Take a recent report from the well regarded NGO the Committee to Protect Journalists (CPJ). It tears apart the notion that press freedom exists in Gaza.
According to the CPJ, journalists there have been subject to ‘detentions, assaults, obstruction and raids’ going back to the start of Hamas rule almost twenty years ago.
While detailing numerous violent assaults on members of the press in Gaza, the analysis warns that violations by Hamas are ‘underreported’.
Some journalists who have been assaulted are believed to be too afraid to say anything at all; others have gone to the Palestinian Journalists Syndicate (PJS) but say they do not want to go public for fear of retaliation.
Note that both the CPJ and PJS are the staunchest critics of Israel. There can be no doubting the credibility and accuracy of their accounts on this matter.
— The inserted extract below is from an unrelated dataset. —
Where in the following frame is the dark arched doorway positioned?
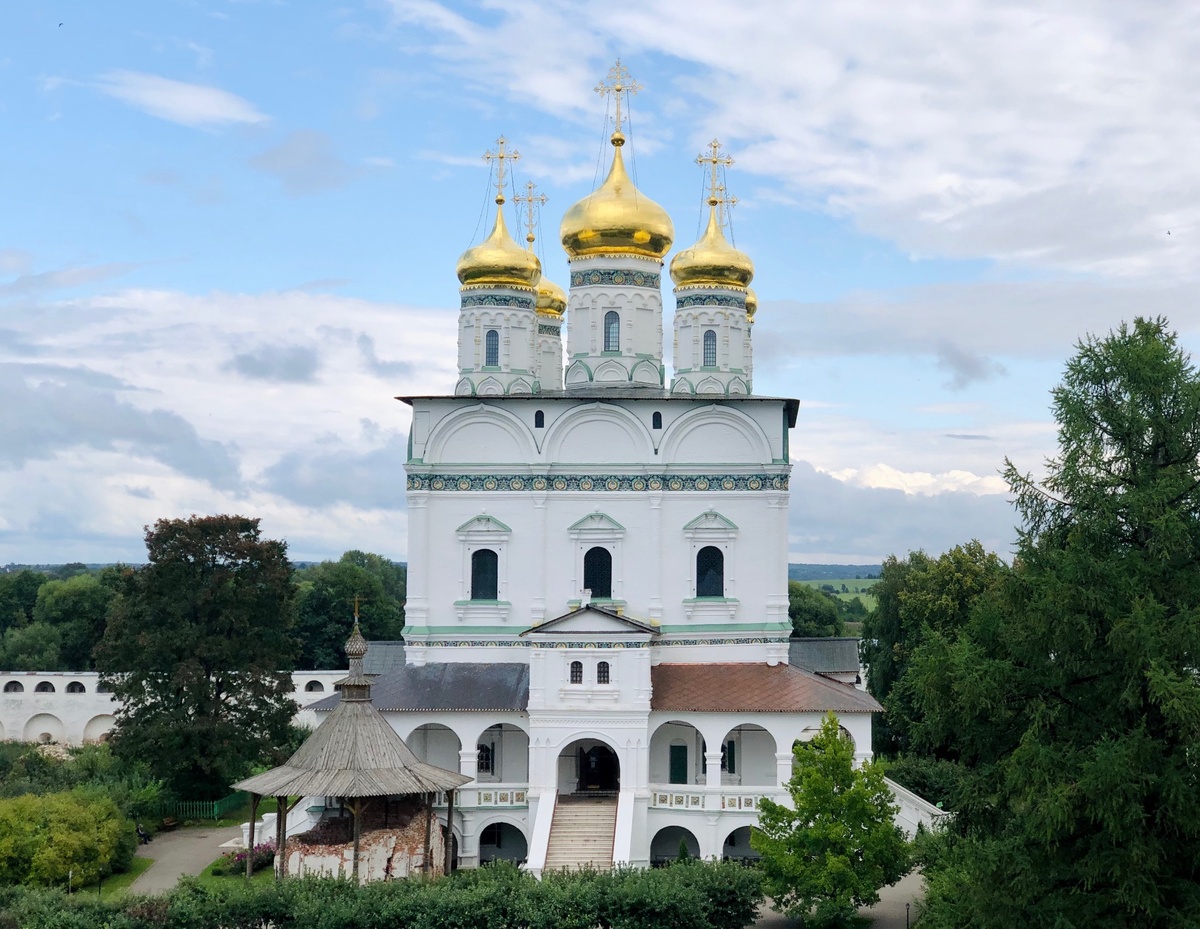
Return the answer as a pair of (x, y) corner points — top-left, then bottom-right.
(558, 738), (620, 793)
The picture they paint is light years removed from Munro’s suggestion of unencumbered press freedom in Gaza.
Some of the journalists in Gaza used by the BBC have been exposed as having deeply hateful views of Israel and Jews, making them entirely unsuitable as journalists.
Yet there is a problem that goes far beyond any individual, if Munro and other executives cannot understand the reality of reporting from Gaza.
TV producer Leo Pearlman has proposed the solution: ‘The BBC make a huge deal of adding to every news script from Gaza by saying that Israel doesn’t allow independent access for journalists.
‘What it never says – and maybe should start doing – is that no journalist can operate freely in Gaza under Hamas control.’
Until they start doing so, Munro and his fellow BBC executives are not only deceiving audiences but also themselves.